Ronald H. Tills and Mario J. Rossetti, two of Western New York's most widely respected judges in dealing with criminals, will leave the bench at the end of this month because of the state's age mandates.

Both State Supreme Court justices turned 70 months ago, making this the last year they can serve as trial court judges.

The two were honored Wednesday at a dinner given by the Erie County Bar Association.

Tills and Rossetti became best of friends on the bench while handling some of the area's toughest criminals in recent decades. They also jointly dealt with one of the area's most criminally infamous physicians.

Since 2000, Anthony Pignataro, a former doctor now 47, has been serving a combined prison term of up to 18 years imposed by Tills and Rossetti for his attempt to kill his wife and the death of a patient after office surgery.

Next month, Tills and Rossetti join State Supreme Court Justice Judge Russell P. Buscaglia on a trip to Rome.

Tills, a longtime Hamburg vegetable and flower grower on his greenhouse "farm" in the middle of the Village of Hamburg, gave U.S. Rep. Thomas M. Reynolds, R-Clarence his start in government.

Tills hired the then 21-year-old Reynolds as an Assembly legislative assistant in 1973, and the two remain "best of friends."

The congressman said his longtime friend "truly enjoys coming to work on the bench every day because he was meant to be a judge, and the people of Western New York have [benefited] and continue to benefit from his efforts."

Tills, who served as an elected Hamburg town justice from 1962 to 1968, said he will continue seeking an appointment as a state judicial hearing officer to keep close contact with the court system.
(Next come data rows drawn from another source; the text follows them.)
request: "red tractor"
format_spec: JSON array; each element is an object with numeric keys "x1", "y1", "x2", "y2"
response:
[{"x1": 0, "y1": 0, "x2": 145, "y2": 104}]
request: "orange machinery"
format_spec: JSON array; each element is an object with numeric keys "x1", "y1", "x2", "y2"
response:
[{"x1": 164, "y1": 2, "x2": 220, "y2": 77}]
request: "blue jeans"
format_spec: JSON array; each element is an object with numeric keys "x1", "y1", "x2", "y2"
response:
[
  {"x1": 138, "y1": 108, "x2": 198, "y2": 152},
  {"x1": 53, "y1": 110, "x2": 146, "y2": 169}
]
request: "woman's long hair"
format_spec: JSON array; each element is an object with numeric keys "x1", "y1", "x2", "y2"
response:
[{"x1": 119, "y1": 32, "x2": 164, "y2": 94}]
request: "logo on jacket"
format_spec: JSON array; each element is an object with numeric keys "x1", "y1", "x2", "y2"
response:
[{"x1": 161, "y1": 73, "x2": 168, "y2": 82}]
Gov. George E. Pataki appointed Tills to serve as a criminal court judge in 1995 and again in 2001.

Tills, a one-time private law firm partner of former State Supreme Court Justice Seth A. Abbott, estimates that he and his wife, Beth, have traveled to three-quarters of the nations of the world and have "enjoyed all of them so much I couldn't pick out a favorite."

Following his trip to Rome, the Buffalo-born and raised Rossetti said he expects to return to political activity while reviving his career as a lawyer.
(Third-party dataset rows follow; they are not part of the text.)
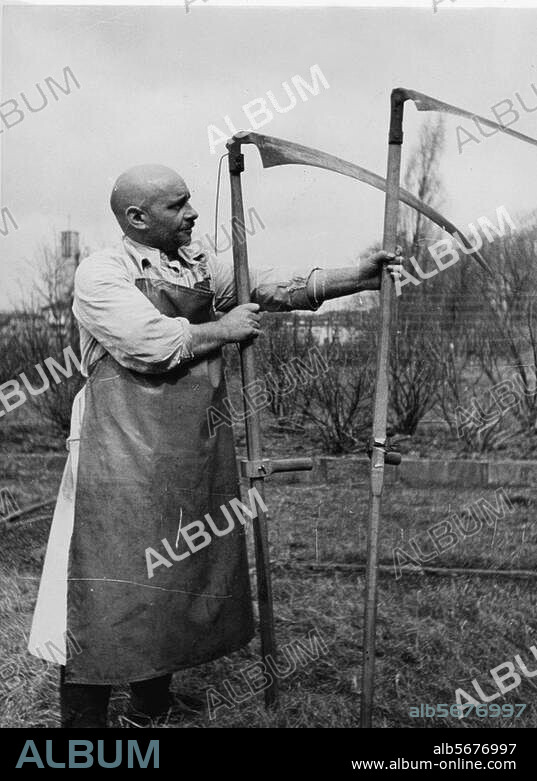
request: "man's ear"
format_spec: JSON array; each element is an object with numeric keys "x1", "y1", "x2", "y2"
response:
[{"x1": 125, "y1": 205, "x2": 148, "y2": 232}]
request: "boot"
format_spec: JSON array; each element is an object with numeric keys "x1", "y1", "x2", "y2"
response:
[{"x1": 60, "y1": 666, "x2": 111, "y2": 728}]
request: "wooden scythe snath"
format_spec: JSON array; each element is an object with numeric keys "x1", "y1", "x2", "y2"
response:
[
  {"x1": 226, "y1": 141, "x2": 314, "y2": 707},
  {"x1": 360, "y1": 87, "x2": 537, "y2": 728},
  {"x1": 361, "y1": 89, "x2": 406, "y2": 729},
  {"x1": 225, "y1": 85, "x2": 536, "y2": 713}
]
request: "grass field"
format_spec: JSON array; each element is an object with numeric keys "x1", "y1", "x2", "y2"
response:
[{"x1": 1, "y1": 449, "x2": 537, "y2": 729}]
A judge since 1987, Rossetti said the best part of his job on the bench has been in serving the community with compassion and justice for all parties and dealing with defendants in a "humane" but stern fashion.

Rossetti, who lost his wife, Helen, in June, keeps photos of her on his courthouse desk.

Appointed to a Court of Claims position in 1987 by then-Gov. Mario M. Cuomo and reappointed twice by Pataki, Rossetti was chief lawyer for Erie County Surrogates William J. Ragan and John J. Honan through 1981.

Rossetti is also a former assistant general counsel for the Niagara Frontier Port Authority, the precursor to the Niagara Frontier Port Authority.

His treasured keepsakes include the warm letters he has received from some defendants, including a drug suspect he spared jail three years ago. The defendant recently thanked Rossetti for his "ability to see that I am human" and giving him "room to learn" from his mistakes.